KPSS’nin ÖSS’nin önüne geçtiğinin hatırlatılması üzerine Bakan Çubukçu, “Sadece kamunun istihdam ettiği bir modeli kafanızda tamamen yerleşmesini, geleceğiniz açısından kısıtlayıcı görürüm. Zaten bütün öğretmen adayların alınması söz konusu değil. Norm kadro açığı 130 bin civarında.
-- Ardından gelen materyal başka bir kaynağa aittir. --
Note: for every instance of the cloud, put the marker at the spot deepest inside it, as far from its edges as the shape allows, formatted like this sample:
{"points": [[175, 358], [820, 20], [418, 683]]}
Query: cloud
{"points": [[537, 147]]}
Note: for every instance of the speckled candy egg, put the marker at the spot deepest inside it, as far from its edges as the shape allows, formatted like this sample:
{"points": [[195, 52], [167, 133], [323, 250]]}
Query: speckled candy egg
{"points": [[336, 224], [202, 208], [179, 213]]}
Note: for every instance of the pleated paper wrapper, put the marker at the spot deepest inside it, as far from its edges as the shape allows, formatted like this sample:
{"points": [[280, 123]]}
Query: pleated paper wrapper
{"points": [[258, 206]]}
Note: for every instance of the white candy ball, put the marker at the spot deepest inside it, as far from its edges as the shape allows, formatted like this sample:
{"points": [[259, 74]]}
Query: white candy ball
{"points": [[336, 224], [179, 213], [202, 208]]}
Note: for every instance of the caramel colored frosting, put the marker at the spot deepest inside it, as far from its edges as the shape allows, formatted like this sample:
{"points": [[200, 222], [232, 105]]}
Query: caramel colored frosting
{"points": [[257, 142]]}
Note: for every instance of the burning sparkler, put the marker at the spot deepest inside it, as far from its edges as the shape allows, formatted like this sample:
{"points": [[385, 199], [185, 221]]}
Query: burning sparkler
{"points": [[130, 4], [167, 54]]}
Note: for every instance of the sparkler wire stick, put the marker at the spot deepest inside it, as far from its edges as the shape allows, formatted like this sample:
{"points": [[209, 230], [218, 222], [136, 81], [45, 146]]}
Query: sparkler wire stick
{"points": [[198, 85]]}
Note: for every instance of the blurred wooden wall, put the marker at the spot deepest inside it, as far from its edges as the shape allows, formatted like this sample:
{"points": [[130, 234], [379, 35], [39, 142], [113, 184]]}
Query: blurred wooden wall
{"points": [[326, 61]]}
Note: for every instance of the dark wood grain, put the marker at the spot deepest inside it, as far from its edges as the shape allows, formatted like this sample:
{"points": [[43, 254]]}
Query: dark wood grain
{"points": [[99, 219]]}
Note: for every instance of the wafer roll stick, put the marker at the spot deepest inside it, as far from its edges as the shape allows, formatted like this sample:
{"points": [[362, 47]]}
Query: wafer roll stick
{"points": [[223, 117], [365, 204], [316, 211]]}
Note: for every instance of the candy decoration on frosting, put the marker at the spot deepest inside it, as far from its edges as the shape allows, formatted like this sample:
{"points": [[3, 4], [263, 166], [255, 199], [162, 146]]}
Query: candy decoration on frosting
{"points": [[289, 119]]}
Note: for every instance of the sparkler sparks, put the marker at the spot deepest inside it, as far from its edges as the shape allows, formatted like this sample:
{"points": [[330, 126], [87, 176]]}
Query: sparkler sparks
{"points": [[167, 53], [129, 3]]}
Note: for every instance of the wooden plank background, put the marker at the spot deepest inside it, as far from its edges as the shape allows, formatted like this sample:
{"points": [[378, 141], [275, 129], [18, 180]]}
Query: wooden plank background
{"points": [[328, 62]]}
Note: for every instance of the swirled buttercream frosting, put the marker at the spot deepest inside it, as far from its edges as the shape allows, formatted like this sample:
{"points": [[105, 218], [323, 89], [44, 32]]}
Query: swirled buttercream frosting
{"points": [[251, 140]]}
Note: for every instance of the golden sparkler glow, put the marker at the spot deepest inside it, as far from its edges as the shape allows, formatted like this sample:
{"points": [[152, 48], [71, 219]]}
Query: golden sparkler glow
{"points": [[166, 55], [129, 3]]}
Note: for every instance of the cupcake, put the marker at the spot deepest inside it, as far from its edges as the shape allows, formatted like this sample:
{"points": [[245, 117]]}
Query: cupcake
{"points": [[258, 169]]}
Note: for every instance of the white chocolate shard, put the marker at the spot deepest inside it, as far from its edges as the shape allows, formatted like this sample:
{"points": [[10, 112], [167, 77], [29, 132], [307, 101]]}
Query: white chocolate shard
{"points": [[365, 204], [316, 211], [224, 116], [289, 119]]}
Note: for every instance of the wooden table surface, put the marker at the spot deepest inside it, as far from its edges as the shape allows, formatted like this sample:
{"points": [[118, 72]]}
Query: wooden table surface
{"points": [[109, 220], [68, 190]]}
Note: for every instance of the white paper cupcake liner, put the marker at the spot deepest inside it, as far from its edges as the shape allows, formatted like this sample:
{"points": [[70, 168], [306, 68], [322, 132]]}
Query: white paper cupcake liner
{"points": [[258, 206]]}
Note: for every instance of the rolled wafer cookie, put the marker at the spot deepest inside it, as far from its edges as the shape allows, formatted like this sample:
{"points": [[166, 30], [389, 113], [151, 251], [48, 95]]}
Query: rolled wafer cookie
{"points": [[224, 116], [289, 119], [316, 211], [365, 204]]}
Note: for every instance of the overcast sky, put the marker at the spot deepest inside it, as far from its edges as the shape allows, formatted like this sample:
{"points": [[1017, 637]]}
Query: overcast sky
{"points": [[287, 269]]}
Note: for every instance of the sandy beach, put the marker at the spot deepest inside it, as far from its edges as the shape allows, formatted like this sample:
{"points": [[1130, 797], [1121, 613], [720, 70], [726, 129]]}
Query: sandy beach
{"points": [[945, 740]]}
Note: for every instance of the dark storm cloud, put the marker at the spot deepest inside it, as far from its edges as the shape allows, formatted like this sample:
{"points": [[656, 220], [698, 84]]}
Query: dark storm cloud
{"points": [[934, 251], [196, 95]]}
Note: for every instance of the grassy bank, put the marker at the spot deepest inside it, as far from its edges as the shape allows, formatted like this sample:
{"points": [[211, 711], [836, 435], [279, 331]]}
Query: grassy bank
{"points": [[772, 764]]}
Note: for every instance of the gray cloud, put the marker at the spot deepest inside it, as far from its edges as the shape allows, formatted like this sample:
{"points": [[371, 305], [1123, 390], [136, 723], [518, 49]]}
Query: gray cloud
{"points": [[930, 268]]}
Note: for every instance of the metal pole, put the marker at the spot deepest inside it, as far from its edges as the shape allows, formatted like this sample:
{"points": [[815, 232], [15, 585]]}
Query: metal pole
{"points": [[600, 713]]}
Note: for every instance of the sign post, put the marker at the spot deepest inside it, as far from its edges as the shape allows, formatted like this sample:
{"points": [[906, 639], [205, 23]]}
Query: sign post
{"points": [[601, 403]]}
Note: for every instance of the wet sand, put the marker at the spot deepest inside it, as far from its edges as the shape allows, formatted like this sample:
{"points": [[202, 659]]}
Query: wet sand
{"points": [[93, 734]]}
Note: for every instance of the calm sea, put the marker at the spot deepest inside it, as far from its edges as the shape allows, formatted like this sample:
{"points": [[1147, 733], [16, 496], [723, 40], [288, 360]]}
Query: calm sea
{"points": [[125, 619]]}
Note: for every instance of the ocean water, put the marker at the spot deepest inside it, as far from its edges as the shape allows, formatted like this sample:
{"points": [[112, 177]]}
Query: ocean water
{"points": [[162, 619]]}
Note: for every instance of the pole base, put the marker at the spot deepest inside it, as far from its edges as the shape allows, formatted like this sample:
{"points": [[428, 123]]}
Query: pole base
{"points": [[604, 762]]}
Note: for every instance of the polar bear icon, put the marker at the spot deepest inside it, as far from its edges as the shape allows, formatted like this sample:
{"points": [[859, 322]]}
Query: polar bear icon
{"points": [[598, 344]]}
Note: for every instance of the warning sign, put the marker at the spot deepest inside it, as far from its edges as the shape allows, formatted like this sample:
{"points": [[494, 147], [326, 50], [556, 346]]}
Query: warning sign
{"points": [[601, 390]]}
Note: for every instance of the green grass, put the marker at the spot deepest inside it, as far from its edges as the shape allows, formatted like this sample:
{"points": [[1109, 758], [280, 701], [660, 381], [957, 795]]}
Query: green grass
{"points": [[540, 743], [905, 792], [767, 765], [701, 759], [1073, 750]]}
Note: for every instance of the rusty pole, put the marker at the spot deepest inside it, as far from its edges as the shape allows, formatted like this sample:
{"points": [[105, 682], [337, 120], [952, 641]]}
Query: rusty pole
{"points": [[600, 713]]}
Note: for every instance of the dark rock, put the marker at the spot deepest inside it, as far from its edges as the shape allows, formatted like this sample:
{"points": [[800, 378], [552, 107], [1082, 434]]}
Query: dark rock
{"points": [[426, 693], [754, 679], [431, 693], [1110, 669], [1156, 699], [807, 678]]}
Eğitim fakültesinden mezun adayların sayısı yaklaşık 350 bin” dedi.
SÖZLEŞMELİLER İÇİN ÇALIŞMA YAPILIYOR
Sözleşmeli öğretmenlerin, kadroya alınıp alınmayacağı sorusuna da Bakan Çubukçu, şunları söyledi:“Türkiye’de öğretmen bulundurmada güçlük çektiğimiz bölgelerde 2006 yılında sözleşmeli öğretmen modeli getirildi. Bir dönemde 23 öğretmen değiştiren öğreciler vardı. Sözleşmeli öğretmen alınması öğretmen olarak atanan kişilere farklı ve kötü muamele yapmak için değil, kamusal hizmeti en doğru şekilde yapmaktan kaynaklanıyor. Belli süre bu bölgelerde çalışmış öğretmenlerin kadrosu için çalışma yaptık. Bu kanuni düzenlemeyi Başbakanlığa sevk ettik. Öğretmenlerimiz dışında çalışan sözleşmeli personel için de çalışmalar sürüyor. Bu hepsi birlikte tamamlandığı zaman kamuoyuna duyurulacak.”